J’étais devenu soudain comme un visiteur dans mon propre musée et je dois dire que j’ai été surpris et séduit par l’intelligence, de temps à autre une certaine légèreté mais aussi par l’engagement de ces jeunes d’âges différents. Chaque salle a été confiée à un groupe d’une certaine tranche d’âge avec notamment la salle des petits entre 4 et 6 ans avec des œuvres volontairement installées plus près du sol. Nous avions comme défi de se demander ce que veut dire de vraiment prendre les jeunes au sérieux et c’est pourquoi et alors que d’habitude de tels projets sont relégués à la périphérie du musée, comme pour faire semblant, nous avons mis ce groupe de jeunes au cœur du dispositif sur presque 50 % de la surface d’exposition du S.M.A.K. Une initiative totalement inédite et unique en son genre dans le monde des musées. Par la suite nous pensons à renouveler l’expérience au regard de l’évaluation du projet qui va être menée avec eux et alors que nous sommes en train de réfléchir au nouveau bâtiment du musée.

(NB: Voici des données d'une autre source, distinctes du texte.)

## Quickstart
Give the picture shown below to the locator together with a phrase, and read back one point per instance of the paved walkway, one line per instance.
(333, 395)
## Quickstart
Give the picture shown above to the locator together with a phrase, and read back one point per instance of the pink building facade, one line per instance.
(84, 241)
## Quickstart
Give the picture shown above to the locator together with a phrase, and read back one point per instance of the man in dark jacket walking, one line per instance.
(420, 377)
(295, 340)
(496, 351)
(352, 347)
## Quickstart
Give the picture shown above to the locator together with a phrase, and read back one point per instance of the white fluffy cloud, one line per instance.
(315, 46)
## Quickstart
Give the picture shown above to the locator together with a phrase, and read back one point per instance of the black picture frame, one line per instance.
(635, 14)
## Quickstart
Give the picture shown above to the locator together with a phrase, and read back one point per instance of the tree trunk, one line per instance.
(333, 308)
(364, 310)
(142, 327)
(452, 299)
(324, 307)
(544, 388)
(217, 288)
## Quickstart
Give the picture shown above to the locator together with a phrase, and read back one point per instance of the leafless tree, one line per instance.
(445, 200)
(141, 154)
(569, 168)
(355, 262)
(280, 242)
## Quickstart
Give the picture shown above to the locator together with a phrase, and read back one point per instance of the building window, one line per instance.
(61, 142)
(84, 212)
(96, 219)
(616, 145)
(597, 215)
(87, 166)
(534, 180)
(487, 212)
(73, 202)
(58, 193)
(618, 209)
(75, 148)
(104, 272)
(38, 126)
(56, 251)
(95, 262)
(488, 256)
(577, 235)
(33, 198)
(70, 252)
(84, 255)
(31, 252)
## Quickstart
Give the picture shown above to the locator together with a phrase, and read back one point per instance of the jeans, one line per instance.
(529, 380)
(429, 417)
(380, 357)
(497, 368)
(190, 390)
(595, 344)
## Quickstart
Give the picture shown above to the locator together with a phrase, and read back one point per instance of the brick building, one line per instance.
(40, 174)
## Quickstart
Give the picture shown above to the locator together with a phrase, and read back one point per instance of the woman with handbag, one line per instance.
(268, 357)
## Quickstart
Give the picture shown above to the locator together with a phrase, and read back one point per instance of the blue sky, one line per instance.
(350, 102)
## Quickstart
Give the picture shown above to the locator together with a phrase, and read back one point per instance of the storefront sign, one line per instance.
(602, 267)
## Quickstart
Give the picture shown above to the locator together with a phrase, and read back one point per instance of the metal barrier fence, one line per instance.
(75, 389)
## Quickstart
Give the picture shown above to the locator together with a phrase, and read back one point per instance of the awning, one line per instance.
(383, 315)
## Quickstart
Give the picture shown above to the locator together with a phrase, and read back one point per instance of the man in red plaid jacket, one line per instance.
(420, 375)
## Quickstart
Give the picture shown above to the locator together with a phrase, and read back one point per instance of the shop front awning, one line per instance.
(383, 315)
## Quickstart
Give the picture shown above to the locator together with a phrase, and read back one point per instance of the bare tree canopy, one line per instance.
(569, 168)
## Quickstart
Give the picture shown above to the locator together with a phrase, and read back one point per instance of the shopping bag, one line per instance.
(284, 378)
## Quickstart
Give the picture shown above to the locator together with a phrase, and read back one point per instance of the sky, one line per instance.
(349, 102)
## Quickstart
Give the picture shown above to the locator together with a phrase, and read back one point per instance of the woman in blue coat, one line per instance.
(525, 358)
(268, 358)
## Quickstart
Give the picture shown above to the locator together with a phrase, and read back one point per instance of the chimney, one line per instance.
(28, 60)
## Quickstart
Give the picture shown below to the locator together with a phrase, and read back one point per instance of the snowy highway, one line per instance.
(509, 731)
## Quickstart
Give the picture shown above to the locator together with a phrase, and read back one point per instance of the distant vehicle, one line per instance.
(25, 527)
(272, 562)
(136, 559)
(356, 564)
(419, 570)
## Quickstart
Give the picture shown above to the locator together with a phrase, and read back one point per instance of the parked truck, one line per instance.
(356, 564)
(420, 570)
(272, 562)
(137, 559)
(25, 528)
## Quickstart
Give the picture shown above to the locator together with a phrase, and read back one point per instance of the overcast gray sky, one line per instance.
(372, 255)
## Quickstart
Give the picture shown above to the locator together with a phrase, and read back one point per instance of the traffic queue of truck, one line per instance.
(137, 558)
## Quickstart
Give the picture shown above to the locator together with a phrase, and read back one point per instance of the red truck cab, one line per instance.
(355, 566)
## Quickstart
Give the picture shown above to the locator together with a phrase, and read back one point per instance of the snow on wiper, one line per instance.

Le « Musée et son double » : à quel horizon ?
Si tout va bien et pour rester optimistes, ce qui est ma philosophie, nous pourrons lancer le concours d’architecture au premier semestre 2023, Gand ayant l’ambition de devenir Capitale Culturelle Européenne en 2030, ce projet parmi d’autres, en sera l’un des éléments clés. Nous menons actuellement une étude de faisabilité afin d’évaluer nos besoins selon les coûts et le budget prévisionnel. C’est un projet qui me tient à cœur que je défends depuis un moment. Nous avons le soutien de la Ville et je sens que c’est un projet dont on ne questionne plus la nécessité, le projet Matthys-Colle étant un catalyseur de ce musée à construire. Actuellement tout ce que nous entreprenons est pensé dans la perspective de ce nouveau bâtiment.
Quelle est votre priorité en ce qui concerne ce futur musée ?
Le plus important est la collection, le S.M.A.K. ayant la plus grande collection publique d’art contemporain en Belgique dès la fin de la 2nde guerre mondiale avec des artistes internationaux majeurs du début. Or actuellement on ne peut la voir dans sa totalité mais par fragments au cours des expositions. Je suis convaincu de la nécessité de faire de la collection une donnée pérenne face à l’amnésie générale que nous connaissons, non seulement vis-à-vis de l’histoire de l’art mais de beaucoup de choses de notre société. Faire de la collection une base permanente en Belgique est essentielle et même si KANAL Pompidou va opérer certains changements, les musées Royaux n’ont pas de collection d’art moderne et contemporain, le WIELS non plus, c’est le cas également à Anvers avec une exception à Ostende. Cette collection qui réunit 500 œuvres parmi lesquelles des chefs d’œuvres de Cobra, de l’art conceptuel et minimal, du Pop Art… doit être le fer de lance de ce nouveau musée.
Deuxièmement, dans une ville comme Gand mais pas seulement, un musée d’art contemporain doit avoir la même place et importance qu’un palais de justice, qu’un centre commercial …et être perçu au centre de la vie quotidienne et de tout projet sociétal et éducatif.
Retrouver mon interview de Philippe Van Cauteren en 2018 : en écoute
Infos pratiques :
POP ART de Warhol à Panamarenko
Dans la collection Matthys-Colle et du S.M.A. K
Jusqu’au 31 mai 2022 (prolongation)
L’exposition Le Petit Catalogue de la Collection
Jusqu’au 24 avril (terminée)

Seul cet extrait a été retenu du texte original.